1. all of the proven resources were taken
2. few firms can afford to hire the VP of Marketing and a PR guy and a web/SEO guy
So now that is what we do, instead of you trying to find all of these skill positions we will just be your marketing department for hire.
None of us know everything about every skill set but with the right “TEAM” we have the checks and balances in place. The other nice thing is that all of us are in our happy place. I am doing the web stuff that I love and Alex is doing the PR that he loves. He comes to me when he needs help optimizing a press release and I go to him when I have offended somebody
Left by Josh Carr Superstar on 02/20/2008Good comments Chris, Russ, and Josh. I think it comes down to having a team that each member specializes on something, and each one loves what he or she does. I think it is school that Sprout does that.
Left by Jorge on 02/20/2008The problem with Sprout is that they are spread too thin. Bruce is great but Bruce’s people are not Bruce. I was paying way too much money for a part time “VP of Marketing” when I could have used those resources to get me other things.
Sprout is a great group but they are just as constrained by the lack of resources in Utah as any other organization.
Left by Sprout Client on 02/20/2008I don’t believe the lack of quality sales talent is unique to Utah — it’s ubiquitous. The clear majority of “sales people” haven’t a clue what their doing — they don’t know how to Always Be Closing and often lump the skillset together with other disciplines, i.e. the VP of Sales, Marketing, and whatever else sounds sexy.
Left by Blake on 02/20/2008@Blake:
I agree that this isn’t a unique problem to Utah but it certainly is exaggerated here.
I don’t agree that the *majority* of sales people don’t know what they are doing.

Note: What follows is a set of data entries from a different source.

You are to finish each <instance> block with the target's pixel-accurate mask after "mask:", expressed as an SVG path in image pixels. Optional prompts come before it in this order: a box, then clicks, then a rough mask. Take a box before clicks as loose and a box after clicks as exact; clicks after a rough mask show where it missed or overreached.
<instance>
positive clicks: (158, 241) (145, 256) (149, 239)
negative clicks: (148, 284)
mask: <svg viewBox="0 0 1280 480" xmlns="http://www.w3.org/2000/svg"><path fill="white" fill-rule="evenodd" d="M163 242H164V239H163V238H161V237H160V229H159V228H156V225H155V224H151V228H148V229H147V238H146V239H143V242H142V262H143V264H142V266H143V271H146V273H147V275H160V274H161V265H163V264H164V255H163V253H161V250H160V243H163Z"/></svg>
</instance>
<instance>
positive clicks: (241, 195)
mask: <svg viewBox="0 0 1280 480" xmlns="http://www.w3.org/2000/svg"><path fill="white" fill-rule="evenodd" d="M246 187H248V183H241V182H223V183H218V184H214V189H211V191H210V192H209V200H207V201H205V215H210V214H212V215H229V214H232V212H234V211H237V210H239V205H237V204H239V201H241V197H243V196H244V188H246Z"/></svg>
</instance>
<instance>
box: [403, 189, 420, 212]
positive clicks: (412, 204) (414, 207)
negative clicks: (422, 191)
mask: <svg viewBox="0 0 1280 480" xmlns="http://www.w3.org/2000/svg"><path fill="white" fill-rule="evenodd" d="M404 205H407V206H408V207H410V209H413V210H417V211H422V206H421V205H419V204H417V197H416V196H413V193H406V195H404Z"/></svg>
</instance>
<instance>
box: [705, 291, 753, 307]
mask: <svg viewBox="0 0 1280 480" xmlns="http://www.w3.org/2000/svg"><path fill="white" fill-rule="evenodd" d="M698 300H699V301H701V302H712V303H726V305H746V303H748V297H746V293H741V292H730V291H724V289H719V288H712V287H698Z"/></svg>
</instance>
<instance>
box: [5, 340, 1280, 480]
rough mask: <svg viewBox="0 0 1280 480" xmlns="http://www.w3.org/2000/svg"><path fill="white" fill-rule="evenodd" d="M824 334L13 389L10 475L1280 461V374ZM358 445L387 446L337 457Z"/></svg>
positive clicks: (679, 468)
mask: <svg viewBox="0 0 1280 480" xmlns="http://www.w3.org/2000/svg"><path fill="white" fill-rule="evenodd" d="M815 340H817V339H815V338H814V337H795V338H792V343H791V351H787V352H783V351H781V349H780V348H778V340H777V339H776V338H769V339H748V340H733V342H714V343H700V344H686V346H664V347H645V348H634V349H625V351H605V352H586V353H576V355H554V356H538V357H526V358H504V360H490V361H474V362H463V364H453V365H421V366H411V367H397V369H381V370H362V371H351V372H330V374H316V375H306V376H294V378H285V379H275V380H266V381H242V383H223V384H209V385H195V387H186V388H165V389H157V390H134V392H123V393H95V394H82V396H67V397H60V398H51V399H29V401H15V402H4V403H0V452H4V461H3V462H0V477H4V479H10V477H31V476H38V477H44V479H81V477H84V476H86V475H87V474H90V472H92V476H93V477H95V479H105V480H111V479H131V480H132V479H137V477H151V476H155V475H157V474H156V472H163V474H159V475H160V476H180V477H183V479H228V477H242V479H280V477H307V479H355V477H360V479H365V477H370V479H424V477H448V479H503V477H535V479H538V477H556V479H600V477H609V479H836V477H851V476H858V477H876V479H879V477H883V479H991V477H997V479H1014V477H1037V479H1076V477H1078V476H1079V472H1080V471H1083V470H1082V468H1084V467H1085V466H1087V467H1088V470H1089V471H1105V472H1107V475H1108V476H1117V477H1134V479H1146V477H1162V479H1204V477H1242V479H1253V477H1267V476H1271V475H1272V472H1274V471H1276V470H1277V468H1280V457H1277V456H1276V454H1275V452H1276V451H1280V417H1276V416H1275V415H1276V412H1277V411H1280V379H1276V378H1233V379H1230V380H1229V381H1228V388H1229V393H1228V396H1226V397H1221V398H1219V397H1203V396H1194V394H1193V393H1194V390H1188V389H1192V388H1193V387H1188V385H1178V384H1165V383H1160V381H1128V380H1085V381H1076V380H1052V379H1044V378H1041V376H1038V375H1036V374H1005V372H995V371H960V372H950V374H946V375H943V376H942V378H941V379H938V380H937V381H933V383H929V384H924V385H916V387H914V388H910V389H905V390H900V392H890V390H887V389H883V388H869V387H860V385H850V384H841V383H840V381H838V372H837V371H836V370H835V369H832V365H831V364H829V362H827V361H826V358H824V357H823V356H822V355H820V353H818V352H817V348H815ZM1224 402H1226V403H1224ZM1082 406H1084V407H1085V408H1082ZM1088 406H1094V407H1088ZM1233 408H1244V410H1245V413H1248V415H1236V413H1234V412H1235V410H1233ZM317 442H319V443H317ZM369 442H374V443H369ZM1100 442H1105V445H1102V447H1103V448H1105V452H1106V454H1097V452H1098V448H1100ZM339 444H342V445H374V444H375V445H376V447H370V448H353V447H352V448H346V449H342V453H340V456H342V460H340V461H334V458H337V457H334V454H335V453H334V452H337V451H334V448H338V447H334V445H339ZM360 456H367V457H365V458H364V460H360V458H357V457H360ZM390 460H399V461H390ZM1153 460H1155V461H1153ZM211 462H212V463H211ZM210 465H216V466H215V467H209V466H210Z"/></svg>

If that were the case then most companies wouldn’t go anywhere. Its easy to spot a company with a good sales organization and they certainly know what they are doing.
Lumping the sales, marketing, biz dev guy all into one isn’t the fault of the sales guy. He takes on the job because he’s usually willing to wear multiple hats even if it still just a sales job. The organization suffers and that is a direct result of the top not knowing that there is a difference and that the two need to be separated. The sales guy becomes the unfortunate victim of a bad management decision.
Left by Chris Knudsen on 02/20/2008Gee, maybe I should move back to Utah and look for a marketing job huh?